Kumar mit le moteur en marche et le bateau repartit tandis que Brant fouillait dans le matériel qui traînait en désordre au fond de l’embarcation et y pêchait une petite boîte multicolore.
— Non, merci, dit Loren quand Brant lui offrit un des comprimés de drogue douce. Je ne tiens pas à acquérir des habitudes locales qui ne seraient pas faciles à abandonner.
Il regretta aussitôt cette réflexion ; elle devait avoir été inspirée par quelque impulsion perverse du subconscient, ou peut-être par son remords. Mais Brant n’y avait sans doute pas décelé de signification plus profonde et s’était allongé, les mains derrière la tête, les yeux fixés sur le ciel sans nuages.
— On peut voir le Magellan dans la journée, dit Loren pour changer de conversation, si l’on sait exactement où regarder. Mais je n’ai jamais cherché moi-même.
— Mirissa l’a vu, souvent, dit Kumar. Et elle m’a montré comment. On n’a qu’à appeler Astronet pour avoir l’heure de passage et puis on s’allonge sur le dos, dehors. C’est comme une étoile brillante, juste au-dessus, et ça n’a pas l’air de bouger du tout. Mais si on se détourne seulement une seconde, on l’a perdu.
Brusquement, Kumar coupa le moteur, dériva quelques minutes et arrêta complètement le bateau. Loren regarda de tous côtés pour s’orienter ; il fut surpris de voir qu’ils étaient maintenant à au moins un kilomètre de la côte. Il y avait là une autre bouée qui se balançait à côté d’eux, portant une grande lettre P et surmontée d’un fanion rouge.

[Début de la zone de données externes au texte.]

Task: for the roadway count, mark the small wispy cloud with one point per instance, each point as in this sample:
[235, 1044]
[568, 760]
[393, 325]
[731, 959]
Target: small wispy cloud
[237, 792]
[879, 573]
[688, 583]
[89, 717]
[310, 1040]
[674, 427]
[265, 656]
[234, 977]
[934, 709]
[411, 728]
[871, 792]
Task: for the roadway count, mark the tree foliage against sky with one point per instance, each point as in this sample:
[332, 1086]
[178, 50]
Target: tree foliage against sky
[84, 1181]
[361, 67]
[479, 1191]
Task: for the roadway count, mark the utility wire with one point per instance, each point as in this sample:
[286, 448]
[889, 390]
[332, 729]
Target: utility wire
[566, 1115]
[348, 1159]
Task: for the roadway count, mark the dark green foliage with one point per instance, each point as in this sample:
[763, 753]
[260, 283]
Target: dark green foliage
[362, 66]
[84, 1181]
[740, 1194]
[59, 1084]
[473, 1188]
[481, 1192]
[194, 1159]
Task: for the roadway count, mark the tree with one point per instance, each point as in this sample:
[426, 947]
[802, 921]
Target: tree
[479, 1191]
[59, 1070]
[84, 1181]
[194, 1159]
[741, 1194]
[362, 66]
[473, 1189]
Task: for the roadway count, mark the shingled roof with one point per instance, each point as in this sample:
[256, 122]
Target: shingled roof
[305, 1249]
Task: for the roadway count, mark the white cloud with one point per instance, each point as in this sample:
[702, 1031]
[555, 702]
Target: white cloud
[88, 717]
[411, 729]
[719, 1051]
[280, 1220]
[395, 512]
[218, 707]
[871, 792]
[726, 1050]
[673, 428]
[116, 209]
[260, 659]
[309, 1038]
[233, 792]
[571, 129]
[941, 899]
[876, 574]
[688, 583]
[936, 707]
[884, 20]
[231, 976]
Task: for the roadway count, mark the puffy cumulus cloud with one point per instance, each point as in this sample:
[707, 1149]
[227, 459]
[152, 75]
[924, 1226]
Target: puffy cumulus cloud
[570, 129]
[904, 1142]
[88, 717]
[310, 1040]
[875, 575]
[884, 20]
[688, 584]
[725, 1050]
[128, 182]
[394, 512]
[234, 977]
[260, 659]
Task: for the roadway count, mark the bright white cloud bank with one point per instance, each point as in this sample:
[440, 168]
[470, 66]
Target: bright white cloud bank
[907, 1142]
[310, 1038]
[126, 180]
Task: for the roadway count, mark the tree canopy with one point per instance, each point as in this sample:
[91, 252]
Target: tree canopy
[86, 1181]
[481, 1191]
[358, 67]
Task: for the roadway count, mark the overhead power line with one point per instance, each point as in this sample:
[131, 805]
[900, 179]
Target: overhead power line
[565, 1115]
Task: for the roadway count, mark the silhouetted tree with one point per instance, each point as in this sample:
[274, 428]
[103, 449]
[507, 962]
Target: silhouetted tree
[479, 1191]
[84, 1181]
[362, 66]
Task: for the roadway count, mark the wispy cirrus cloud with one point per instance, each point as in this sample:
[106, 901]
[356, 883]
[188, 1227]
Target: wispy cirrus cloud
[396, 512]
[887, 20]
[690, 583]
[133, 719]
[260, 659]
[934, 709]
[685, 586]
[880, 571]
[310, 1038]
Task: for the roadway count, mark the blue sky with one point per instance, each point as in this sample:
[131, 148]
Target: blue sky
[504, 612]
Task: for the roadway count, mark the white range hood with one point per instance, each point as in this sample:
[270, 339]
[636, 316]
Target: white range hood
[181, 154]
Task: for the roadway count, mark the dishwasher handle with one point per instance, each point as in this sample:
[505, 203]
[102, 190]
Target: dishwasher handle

— Pourquoi nous sommes-nous arrêtés ? demanda-t-il.
Kumar rit et vida par-dessus bord un petit seau. Heureusement, il avait été bien fermé jusqu’à présent ; le contenu ressemblait à du sang mais l’odeur était bien plus épouvantable. Loren s’écarta le plus possible, dans l’espace limité de l’embarcation.
— Simple visite à une vieille amie, murmura Brant. Ne bougez pas, ne faites pas de bruit. Elle est très peureuse.
Elle ? pensa Loren. Que se passait-il ?
Pendant au moins cinq minutes, il ne se passa rien du tout ; Loren n’aurait jamais cru que Kumar soit capable de rester immobile si longtemps. Enfin, il remarqua une longue bande recourbée de couleur foncée, à quelques mètres, juste au-dessous de la surface. Il la suivit des yeux et constata qu’elle formait un cercle complet qui les entourait.
Il s’aperçut au même moment que Brant et Kumar ne regardaient pas la chose mais l’observaient, lui. Tiens, ils cherchent à me faire une surprise, pensa-t-il ; eh bien, c’est ce que nous allons voir.
Malgré tout, Loren eut besoin de toute sa volonté pour retenir un cri de terreur pure quand une espèce de mur de chair rose vif — non, putride — s’éleva hors de la mer. Cela monta en ruisselant, à peu près à la moitié de la taille d’un homme et forma autour d’eux une barrière uniforme. Et, horreur finale, le dessus était complètement recouvert de serpents grouillants rouge et bleu vif.
Une gigantesque bouche frangée de tentacules était remontée des profondeurs et s’apprêtait à les engloutir …
Pourtant, il était évident qu’il n’y avait pas de danger, c’était visible à l’expression amusée de ses compagnons.
— Au nom de Dieu, de Krakan, qu’est-ce que c’est que ça ? souffla-t-il en s’efforçant de maîtriser sa voix.
— Vous avez très bien réagi, approuva Brant. Il y en a qui se cachent dans le fond du bateau. C’est Polly, diminutif de polype. Jolie Polly. Invertébré colonial, des milliards de cellules spécialisées qui collaborent toutes. Vous aviez des animaux très semblables, sur Terre, mais je ne crois pas qu’ils étaient aussi grands.
— Je suis bien certain que non ! Et, si je puis me permettre de le demander, comment sortons-nous d’ici ?
Brant fit signe à Kumar qui remit en marche les moteurs, à pleine puissance. Avec une rapidité stupéfiante pour une chose aussi gigantesque, le mur vivant replongea dans les profondeurs marines, ne laissant qu’à peine une risée à la surface.